Jilly v. Rayes (CA1 4/30/09)

This special action upholds A.R.S. 12-2603, the statute that requires a medical-malpractice plaintiff to produce an expert’s affidavit with his Disclosure Statement.

Plaintiff argued that the statute conflicts with a couple of discovery rules. The trial judge agreed that it does. In a laudably brief opinion, the Court of Appeals concluded that no, it doesn’t.

There wouldn’t be much more to say about the case were it not for what the court names it. Apparently, we are to refer to it as “Jilly v. Hon. Rayes/Carter.” “Hon. Rayes” is Douglas Rayes, the trial  judge; Carter is the Plaintiff/Real Party in Interest.

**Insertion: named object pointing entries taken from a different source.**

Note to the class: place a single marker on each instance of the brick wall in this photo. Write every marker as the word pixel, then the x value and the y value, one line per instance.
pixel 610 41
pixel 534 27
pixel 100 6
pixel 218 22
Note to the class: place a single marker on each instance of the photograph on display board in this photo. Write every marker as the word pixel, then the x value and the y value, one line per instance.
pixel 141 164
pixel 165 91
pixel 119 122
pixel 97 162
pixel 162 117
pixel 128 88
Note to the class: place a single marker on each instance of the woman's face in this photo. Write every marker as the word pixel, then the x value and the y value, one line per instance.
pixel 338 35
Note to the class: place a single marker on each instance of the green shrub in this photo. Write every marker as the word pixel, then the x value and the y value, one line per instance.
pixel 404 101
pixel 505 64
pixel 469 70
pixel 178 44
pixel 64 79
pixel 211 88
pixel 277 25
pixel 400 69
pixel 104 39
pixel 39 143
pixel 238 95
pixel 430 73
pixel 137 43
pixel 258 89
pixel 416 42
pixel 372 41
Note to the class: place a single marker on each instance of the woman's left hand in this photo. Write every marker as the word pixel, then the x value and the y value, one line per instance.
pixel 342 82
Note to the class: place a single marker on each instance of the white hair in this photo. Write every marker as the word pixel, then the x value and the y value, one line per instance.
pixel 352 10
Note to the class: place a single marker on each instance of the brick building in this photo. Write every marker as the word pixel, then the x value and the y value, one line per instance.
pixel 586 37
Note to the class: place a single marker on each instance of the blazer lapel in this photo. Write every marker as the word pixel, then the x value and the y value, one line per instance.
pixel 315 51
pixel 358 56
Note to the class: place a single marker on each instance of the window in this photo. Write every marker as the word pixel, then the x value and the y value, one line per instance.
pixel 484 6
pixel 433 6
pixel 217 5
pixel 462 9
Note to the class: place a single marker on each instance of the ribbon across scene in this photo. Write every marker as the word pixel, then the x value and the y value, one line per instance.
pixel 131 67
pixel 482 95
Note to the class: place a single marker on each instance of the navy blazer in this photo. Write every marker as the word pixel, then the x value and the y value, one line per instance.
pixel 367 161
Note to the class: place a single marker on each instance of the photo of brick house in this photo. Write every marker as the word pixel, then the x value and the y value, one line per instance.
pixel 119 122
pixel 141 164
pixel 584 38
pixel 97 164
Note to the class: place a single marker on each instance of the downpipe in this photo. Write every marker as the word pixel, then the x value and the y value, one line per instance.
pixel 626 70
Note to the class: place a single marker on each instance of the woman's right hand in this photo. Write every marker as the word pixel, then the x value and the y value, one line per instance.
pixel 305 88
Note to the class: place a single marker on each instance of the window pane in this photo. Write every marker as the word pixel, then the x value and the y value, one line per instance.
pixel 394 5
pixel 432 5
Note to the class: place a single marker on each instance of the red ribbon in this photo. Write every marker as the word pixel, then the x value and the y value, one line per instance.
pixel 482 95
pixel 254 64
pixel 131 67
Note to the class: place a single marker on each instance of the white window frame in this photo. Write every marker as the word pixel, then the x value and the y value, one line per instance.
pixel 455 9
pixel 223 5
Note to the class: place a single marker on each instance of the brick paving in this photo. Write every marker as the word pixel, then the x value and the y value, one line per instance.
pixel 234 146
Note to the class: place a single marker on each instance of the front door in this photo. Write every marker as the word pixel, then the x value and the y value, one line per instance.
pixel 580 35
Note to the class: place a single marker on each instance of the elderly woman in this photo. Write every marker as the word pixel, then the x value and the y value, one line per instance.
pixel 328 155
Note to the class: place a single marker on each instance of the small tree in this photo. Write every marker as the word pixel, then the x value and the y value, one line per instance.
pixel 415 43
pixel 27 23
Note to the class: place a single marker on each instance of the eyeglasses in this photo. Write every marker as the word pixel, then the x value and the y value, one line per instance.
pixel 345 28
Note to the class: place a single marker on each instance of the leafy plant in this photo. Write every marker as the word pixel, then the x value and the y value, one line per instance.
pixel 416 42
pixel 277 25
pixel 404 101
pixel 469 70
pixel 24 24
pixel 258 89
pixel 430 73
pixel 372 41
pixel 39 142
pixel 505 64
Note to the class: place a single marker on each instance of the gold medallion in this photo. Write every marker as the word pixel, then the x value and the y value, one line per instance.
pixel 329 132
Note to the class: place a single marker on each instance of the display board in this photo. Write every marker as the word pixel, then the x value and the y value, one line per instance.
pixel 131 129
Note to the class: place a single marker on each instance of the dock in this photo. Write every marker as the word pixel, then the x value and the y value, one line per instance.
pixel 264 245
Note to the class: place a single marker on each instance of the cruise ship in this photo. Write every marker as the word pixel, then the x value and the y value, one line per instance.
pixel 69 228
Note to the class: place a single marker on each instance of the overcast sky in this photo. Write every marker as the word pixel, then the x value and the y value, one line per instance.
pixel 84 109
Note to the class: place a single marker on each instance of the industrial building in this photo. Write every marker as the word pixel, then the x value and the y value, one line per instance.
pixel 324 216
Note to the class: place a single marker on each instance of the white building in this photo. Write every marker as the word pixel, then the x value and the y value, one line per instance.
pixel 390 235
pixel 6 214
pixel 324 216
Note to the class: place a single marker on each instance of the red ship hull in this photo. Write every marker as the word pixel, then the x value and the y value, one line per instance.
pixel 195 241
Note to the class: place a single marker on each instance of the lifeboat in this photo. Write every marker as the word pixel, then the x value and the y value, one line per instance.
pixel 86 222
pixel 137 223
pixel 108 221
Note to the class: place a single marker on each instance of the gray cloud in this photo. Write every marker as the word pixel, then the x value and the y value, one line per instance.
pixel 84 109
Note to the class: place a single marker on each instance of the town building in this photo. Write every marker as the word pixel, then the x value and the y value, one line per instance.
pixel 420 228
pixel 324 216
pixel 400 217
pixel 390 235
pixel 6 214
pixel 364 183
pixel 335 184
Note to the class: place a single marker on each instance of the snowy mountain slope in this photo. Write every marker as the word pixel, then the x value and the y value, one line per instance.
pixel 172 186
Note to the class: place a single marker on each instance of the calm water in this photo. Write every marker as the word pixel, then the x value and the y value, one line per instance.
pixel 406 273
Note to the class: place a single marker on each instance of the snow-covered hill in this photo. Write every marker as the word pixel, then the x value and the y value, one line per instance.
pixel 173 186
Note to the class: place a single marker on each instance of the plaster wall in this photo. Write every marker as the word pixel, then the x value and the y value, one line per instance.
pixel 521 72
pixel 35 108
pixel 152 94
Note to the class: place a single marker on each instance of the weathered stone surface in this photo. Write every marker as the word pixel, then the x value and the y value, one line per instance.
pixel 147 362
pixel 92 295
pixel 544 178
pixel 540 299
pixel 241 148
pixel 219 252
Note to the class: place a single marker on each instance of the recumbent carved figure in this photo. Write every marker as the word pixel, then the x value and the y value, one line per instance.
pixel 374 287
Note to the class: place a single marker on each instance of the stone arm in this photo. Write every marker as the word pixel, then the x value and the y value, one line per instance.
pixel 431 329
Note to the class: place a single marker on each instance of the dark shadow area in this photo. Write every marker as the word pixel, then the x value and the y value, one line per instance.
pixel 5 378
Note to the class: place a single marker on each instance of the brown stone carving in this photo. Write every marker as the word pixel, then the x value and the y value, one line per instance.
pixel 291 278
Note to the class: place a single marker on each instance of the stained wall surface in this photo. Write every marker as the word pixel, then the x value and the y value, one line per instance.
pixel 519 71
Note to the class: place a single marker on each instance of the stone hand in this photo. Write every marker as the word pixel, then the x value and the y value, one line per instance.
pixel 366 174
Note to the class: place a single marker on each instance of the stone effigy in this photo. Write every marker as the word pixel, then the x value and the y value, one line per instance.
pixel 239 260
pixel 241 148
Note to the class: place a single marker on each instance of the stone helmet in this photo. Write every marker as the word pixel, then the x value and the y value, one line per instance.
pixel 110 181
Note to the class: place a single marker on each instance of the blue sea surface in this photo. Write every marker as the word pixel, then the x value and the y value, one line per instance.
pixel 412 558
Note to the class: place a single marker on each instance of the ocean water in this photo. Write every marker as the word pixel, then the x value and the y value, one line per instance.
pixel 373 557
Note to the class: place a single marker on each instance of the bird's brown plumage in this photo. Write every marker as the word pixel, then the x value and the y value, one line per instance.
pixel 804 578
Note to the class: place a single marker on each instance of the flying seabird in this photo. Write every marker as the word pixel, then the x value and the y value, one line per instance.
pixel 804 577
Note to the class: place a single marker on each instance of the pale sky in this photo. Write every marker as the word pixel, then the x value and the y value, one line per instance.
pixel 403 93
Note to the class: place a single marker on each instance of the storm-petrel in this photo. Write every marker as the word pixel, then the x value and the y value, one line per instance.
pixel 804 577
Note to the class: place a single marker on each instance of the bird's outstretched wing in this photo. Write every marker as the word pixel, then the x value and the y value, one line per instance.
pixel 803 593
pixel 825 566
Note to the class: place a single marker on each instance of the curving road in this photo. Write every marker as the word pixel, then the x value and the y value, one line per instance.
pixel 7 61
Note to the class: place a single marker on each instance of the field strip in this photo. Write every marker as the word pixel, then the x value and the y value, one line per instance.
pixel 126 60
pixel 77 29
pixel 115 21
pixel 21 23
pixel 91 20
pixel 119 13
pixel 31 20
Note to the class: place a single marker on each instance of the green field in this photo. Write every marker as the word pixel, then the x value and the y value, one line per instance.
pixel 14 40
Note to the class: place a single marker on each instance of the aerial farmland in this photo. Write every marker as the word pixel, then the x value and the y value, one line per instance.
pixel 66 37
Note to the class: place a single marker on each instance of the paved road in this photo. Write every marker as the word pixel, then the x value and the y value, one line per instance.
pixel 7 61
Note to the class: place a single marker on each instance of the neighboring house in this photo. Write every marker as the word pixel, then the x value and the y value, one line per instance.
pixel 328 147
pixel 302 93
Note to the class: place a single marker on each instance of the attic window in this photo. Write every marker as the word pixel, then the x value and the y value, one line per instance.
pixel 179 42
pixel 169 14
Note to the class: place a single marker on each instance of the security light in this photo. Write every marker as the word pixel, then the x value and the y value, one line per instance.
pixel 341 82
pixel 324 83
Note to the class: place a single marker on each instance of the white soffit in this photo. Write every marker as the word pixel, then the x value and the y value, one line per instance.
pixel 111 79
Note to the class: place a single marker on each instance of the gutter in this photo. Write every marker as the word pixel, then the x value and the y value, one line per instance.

In the old days, special actions sometimes named the judge but often named the Superior Court (of whatever County) as the respondent. The theory was that it was a courtesy to the judge not to splash his or her name across the pages of the Reports. Naming the judge was eventually required, for reasons not obvious to practitioners but presumably known to bureaucratic keepers of statistics.  Now, it seems, we must include the honorific as well. Yes, the formal caption of the case says “The Honorable Douglas L. Rayes” but since when does that all get worked into the case name? Captions have said such things for a long time; do we say “Smith v. Dr. Jones” whenever a medical malpractice caption says “Doctor” (as they occasionally do, believe it or don’t).

And why tack on the name of the real party in interest? A case’s name is just something to call it, not a list of the parties.

Of course, these questions may be pointless. It remains to be seen how the case will be named by the real judges of such things: the law-school-grads-who-can’t-get-better-jobs at Thompson/West.